Bryan Seck is the Lincoln Public Schools Homeless Outreach Specialist. A job where he meets with homeless families and connects them with the resources they need.

It’s a job which is anything but black and white. It’s busy and littered with messy situations, complicated agencies and a whole lot of chaos. But here’s the thing – Bryan isn’t a stressful person. He’s calm, relaxed, systematic and intentional.

Even though he’s only lived in Lincoln a little over two years, he has a better working knowledge of the community resources than most Lincoln natives.

Don’t mistake his cool head for apathy though, it’s actually the opposite. On any given day, Bryan is sitting down with a family to hear their story, picking up food and clothing, working out of his car or advocating for a child over the phone.

He knows how to change his tone when talking with a domestic violence victim to help them find stability, and is on a first-name basis with people at nearly every area agency to advocate for each family he meets. Bryan can be a quiet listener, or a fierce fighter to make the needs and voices of the homeless heard.

But in reality, he can only guarantee three things: kids are enrolled in school, have transportation to school and receive free and reduced lunch.
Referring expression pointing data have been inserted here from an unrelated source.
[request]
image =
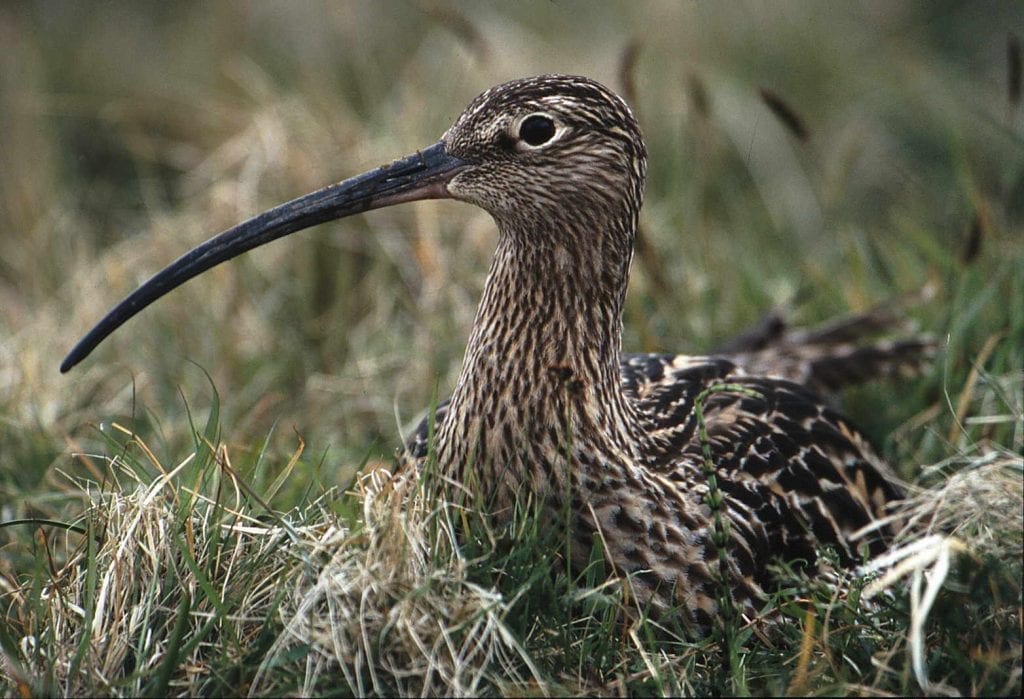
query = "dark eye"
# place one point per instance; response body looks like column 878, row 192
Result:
column 537, row 129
Those are what he can provide for every homeless family in Lincoln.

Then, there’s the long list of people and circumstances that are 100 percent out of his control.

He can’t personally make sure people stay on the straight and narrow. He can’t physically turn in a job or housing application. He can’t emotionally manage the sad situations he sees each day.

But he can follow-up with people to check-in and give them a push. He can ask good questions, hear their stories and give them the names of people who can help. He can and has built strong partnerships with local shelters, food banks and faith-based organizations.

At the end of the day, Bryan has to let go. Not throw in the towel, but trust that he did everything in his power to help.

This has been hard for him to learn, and harder still to put into practice. Seeing and hearing so many stories can feel heavy.  Which is why he plays soccer a few times a week, processes his day with his wife and rests in the fact that he doesn’t do his work alone.

He collaborates with schools, counselors, social workers, psychologists and administrators who funnel needs and people to him. Without these people, he wouldn’t know who to help.

Bryan serves on half a dozen local boards – including the Lincoln Homeless Coalition – because he knows that transferring the knowledge and information he takes in every day to a room of problem-solving people can help him and the people he serves.

He’s one of many people in LPS and the city who hear the stories of the homeless community.

Yes, he has a big job, but he’s not alone.

If Bryan can get the small, quiet voices of the homeless heard then he’s done his job well, because being heard matters.